En vertu de cette décision, il a été décidé d’augmenter les dépenses militaires annuelles de 2% à 5% dans le budget total dans le cadre du sixième programme.
Le lundi 9 janvier, le Parlement des mollahs a adopté plusieurs dispositions de la sixième loi sur les programmes, la législation dite du développement, selon laquelle le gouvernement doit prendre des mesures pour « développer et accroître la capacité de production de missiles. » De plus, les membres du Parlement ont obligé le gouvernement dans sa réunion de lundi à allouer chaque année « au moins cinq pourcent des ressources du budget public » pour « accroître la capacité de défense. »

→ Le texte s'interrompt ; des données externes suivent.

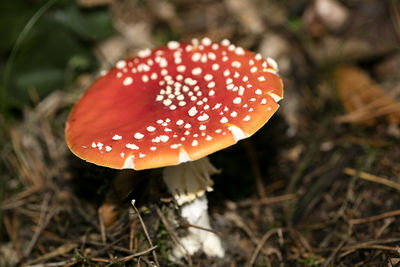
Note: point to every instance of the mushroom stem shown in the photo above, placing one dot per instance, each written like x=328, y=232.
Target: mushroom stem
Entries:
x=188, y=183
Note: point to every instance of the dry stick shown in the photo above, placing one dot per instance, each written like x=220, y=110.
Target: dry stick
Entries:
x=376, y=217
x=186, y=224
x=173, y=236
x=260, y=245
x=44, y=219
x=145, y=232
x=128, y=258
x=372, y=178
x=251, y=153
x=267, y=200
x=62, y=250
x=102, y=227
x=377, y=247
x=365, y=112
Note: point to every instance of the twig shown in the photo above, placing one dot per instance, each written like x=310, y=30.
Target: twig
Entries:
x=186, y=224
x=57, y=252
x=44, y=219
x=128, y=258
x=357, y=247
x=251, y=153
x=145, y=231
x=260, y=246
x=173, y=236
x=376, y=217
x=102, y=227
x=372, y=178
x=267, y=200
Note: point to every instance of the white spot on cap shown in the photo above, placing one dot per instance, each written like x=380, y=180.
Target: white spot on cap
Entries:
x=151, y=129
x=183, y=156
x=196, y=71
x=275, y=97
x=127, y=81
x=164, y=138
x=237, y=100
x=192, y=112
x=223, y=120
x=175, y=146
x=217, y=106
x=208, y=77
x=173, y=45
x=211, y=85
x=116, y=137
x=138, y=135
x=247, y=118
x=237, y=133
x=206, y=41
x=225, y=42
x=167, y=102
x=181, y=68
x=239, y=51
x=230, y=86
x=144, y=53
x=272, y=62
x=121, y=64
x=236, y=64
x=132, y=146
x=128, y=164
x=203, y=117
x=196, y=56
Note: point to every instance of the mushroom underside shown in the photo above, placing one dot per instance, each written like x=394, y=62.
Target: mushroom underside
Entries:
x=188, y=183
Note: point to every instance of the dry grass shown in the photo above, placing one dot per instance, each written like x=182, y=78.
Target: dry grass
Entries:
x=324, y=195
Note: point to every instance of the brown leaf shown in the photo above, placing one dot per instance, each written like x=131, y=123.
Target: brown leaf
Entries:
x=363, y=99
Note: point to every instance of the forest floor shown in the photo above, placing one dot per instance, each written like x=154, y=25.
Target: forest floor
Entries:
x=318, y=185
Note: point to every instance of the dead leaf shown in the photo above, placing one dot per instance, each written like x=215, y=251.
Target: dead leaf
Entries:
x=364, y=101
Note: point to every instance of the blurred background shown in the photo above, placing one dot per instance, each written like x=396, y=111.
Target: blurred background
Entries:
x=317, y=186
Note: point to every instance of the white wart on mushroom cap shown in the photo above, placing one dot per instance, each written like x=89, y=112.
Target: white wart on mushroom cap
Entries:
x=176, y=103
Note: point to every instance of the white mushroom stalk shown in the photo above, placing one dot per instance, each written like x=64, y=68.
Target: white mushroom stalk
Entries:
x=174, y=105
x=188, y=183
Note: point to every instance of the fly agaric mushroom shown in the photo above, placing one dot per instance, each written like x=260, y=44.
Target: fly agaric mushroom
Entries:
x=171, y=107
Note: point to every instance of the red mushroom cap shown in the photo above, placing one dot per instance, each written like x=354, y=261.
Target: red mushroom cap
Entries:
x=176, y=103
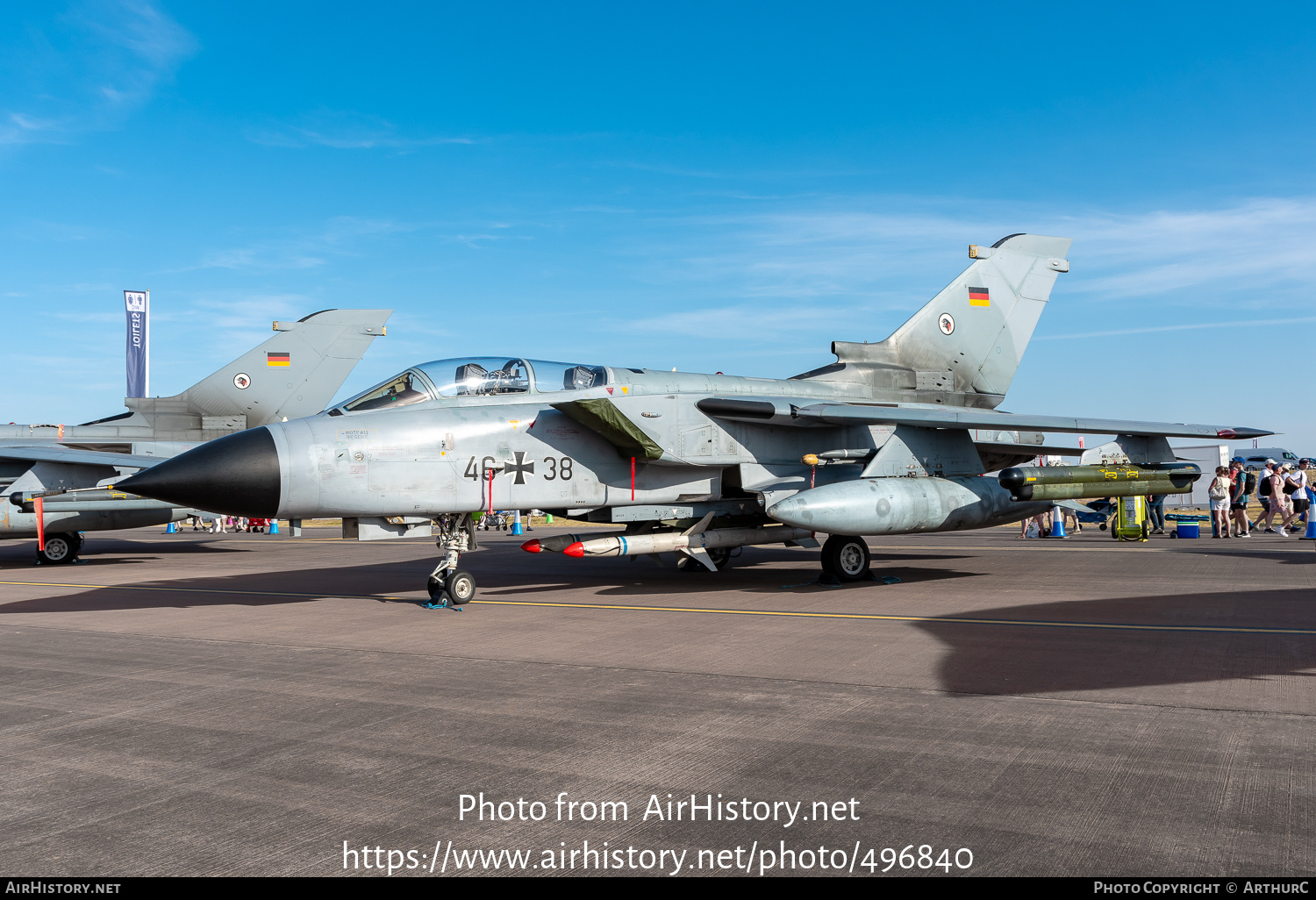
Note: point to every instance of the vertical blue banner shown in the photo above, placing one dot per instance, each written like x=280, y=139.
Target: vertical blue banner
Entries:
x=136, y=308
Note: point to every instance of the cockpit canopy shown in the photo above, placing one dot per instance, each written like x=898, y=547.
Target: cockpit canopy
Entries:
x=476, y=376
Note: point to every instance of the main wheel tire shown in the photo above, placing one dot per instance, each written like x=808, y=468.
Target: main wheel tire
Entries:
x=461, y=587
x=847, y=557
x=61, y=549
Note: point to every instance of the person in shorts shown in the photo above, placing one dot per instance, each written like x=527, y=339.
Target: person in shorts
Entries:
x=1219, y=496
x=1263, y=484
x=1299, y=481
x=1239, y=497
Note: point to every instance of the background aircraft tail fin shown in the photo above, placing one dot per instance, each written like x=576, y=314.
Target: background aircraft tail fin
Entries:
x=295, y=373
x=965, y=345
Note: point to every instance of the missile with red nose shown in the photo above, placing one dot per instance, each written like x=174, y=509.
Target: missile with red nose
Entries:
x=560, y=542
x=692, y=544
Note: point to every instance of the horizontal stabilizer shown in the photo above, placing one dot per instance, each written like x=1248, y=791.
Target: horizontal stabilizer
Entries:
x=962, y=418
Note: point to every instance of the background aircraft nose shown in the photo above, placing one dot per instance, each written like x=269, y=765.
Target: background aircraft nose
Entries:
x=236, y=475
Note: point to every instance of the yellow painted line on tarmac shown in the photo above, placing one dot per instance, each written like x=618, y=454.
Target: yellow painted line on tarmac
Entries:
x=961, y=620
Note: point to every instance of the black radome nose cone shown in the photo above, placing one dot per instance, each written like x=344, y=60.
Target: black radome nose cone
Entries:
x=236, y=475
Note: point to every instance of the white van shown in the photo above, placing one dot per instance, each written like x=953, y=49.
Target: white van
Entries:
x=1257, y=457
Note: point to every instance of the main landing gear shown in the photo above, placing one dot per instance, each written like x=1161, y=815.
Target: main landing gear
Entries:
x=61, y=549
x=845, y=560
x=450, y=587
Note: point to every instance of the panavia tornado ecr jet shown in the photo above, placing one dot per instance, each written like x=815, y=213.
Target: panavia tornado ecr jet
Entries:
x=892, y=437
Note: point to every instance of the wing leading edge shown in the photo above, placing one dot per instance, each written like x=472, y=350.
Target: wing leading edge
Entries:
x=844, y=413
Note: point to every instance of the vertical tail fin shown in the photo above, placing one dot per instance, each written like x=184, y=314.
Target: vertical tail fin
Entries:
x=294, y=374
x=965, y=345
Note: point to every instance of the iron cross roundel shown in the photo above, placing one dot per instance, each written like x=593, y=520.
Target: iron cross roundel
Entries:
x=520, y=468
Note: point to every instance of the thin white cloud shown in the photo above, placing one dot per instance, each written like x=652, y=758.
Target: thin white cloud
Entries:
x=1255, y=254
x=1187, y=326
x=337, y=236
x=87, y=70
x=344, y=131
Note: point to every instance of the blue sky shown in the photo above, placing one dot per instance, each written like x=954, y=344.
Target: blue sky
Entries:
x=704, y=186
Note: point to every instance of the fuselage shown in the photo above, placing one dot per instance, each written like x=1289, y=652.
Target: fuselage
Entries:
x=518, y=452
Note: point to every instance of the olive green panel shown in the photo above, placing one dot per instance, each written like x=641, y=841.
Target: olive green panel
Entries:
x=603, y=418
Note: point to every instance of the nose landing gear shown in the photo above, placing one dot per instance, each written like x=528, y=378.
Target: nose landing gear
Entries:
x=450, y=587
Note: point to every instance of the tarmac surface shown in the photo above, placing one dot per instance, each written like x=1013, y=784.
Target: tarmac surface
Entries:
x=244, y=704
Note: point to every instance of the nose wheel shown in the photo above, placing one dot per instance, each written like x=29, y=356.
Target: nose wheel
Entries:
x=845, y=560
x=61, y=549
x=450, y=589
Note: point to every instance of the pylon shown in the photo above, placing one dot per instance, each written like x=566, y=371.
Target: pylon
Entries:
x=1057, y=523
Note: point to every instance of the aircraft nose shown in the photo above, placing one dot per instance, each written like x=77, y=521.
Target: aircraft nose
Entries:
x=236, y=475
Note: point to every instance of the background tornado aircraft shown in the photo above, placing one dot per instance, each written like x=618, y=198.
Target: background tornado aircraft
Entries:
x=292, y=374
x=892, y=437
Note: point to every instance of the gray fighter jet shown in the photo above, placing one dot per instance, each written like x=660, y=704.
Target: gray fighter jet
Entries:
x=892, y=437
x=292, y=374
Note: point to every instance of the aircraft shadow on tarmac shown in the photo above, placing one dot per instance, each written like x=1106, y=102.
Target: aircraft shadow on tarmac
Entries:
x=500, y=574
x=1042, y=660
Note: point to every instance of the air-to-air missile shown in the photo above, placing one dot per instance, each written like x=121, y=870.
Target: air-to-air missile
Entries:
x=1076, y=482
x=560, y=542
x=692, y=544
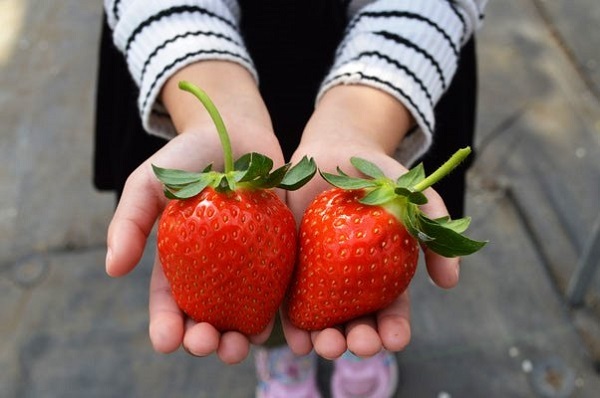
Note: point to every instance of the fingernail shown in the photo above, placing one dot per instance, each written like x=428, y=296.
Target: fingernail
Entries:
x=108, y=258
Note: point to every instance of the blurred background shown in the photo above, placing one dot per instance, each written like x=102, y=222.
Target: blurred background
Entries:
x=523, y=322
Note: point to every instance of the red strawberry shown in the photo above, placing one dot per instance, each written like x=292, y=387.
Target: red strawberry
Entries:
x=226, y=242
x=359, y=244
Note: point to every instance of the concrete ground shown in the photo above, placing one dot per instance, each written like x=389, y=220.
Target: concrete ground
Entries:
x=67, y=330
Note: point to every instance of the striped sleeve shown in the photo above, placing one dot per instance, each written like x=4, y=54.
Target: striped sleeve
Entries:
x=408, y=49
x=159, y=37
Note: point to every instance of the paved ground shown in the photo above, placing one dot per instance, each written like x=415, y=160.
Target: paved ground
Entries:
x=67, y=330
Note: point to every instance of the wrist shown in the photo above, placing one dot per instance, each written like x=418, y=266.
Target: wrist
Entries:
x=235, y=94
x=360, y=114
x=230, y=86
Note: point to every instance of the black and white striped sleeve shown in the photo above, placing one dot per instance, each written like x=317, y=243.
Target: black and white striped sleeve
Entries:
x=159, y=37
x=408, y=49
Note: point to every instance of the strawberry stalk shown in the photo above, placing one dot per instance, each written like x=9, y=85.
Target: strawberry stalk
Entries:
x=217, y=120
x=402, y=199
x=250, y=171
x=443, y=170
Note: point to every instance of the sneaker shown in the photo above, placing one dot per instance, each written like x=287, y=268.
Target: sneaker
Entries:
x=375, y=377
x=282, y=374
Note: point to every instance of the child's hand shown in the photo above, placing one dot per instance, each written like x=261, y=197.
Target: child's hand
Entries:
x=143, y=199
x=336, y=133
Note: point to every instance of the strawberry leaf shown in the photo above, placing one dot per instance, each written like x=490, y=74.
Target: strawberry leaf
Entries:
x=417, y=198
x=445, y=241
x=190, y=189
x=367, y=168
x=273, y=179
x=378, y=196
x=412, y=177
x=174, y=177
x=254, y=166
x=299, y=174
x=347, y=182
x=459, y=225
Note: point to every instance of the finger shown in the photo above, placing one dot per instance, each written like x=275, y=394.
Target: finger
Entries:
x=329, y=343
x=393, y=324
x=260, y=338
x=201, y=339
x=233, y=347
x=443, y=271
x=363, y=337
x=138, y=209
x=298, y=340
x=166, y=327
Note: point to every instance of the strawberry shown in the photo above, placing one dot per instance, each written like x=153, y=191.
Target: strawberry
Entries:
x=359, y=243
x=226, y=242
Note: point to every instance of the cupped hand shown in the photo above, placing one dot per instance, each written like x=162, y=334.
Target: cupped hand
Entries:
x=143, y=200
x=332, y=137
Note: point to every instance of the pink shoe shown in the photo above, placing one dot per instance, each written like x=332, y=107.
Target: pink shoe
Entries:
x=375, y=377
x=282, y=374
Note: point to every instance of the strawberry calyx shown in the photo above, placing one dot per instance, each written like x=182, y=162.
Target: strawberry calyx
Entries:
x=402, y=198
x=251, y=171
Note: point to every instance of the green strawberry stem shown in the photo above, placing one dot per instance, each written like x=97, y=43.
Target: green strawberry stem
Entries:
x=251, y=171
x=217, y=119
x=402, y=199
x=443, y=170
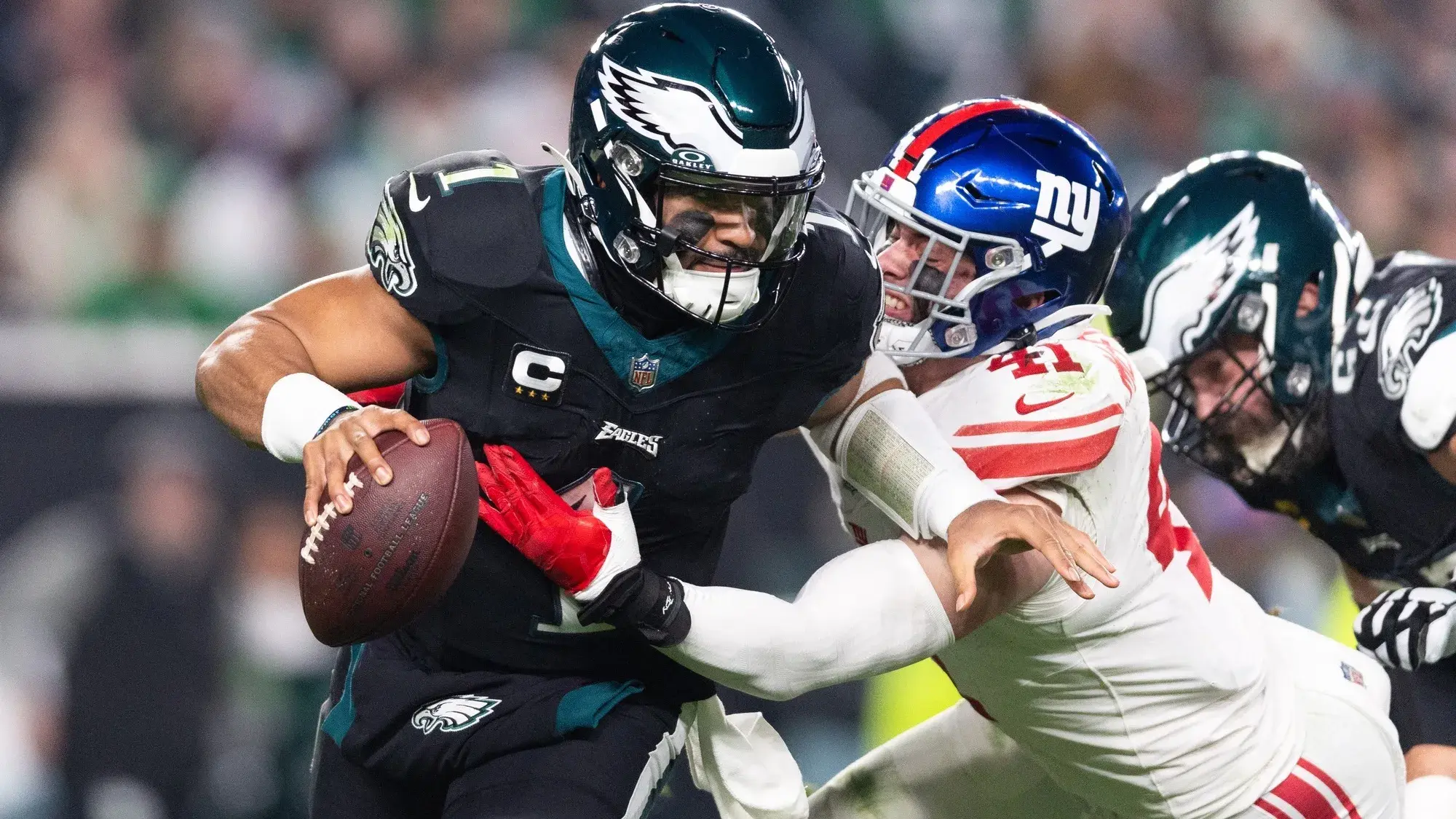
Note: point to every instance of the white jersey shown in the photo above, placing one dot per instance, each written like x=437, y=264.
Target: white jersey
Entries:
x=1161, y=697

Selon l’agence de presse officielle ISNA, lors de l’examen de la sixième loi sur le programme de développement, ce projet de loi a été adopté par 173 voix pour. Le Conseil des gardiens doit maintenant voter pour le projet de loi pour le légaliser.
Il convient de noter que la résolution 2231 du Conseil de sécurité des Nations unies exige du régime des mollahs qu’il « évite toute activité liée aux missiles balistiques capables de transporter des ogives nucléaires, y compris l’utilisation de la technologie liée aux missiles, pendant huit ans après l’accord nucléaire et le premier jour de la mise en œuvre du JCPOA. »
Plus tôt, Ban Ki-Moon, (ancien) Secrétaire général de l’ONU, dans un rapport adressé aux Etats membres du Conseil de sécurité, les a exhortés à obliger le régime des mollahs à éviter les essais de missiles balistiques.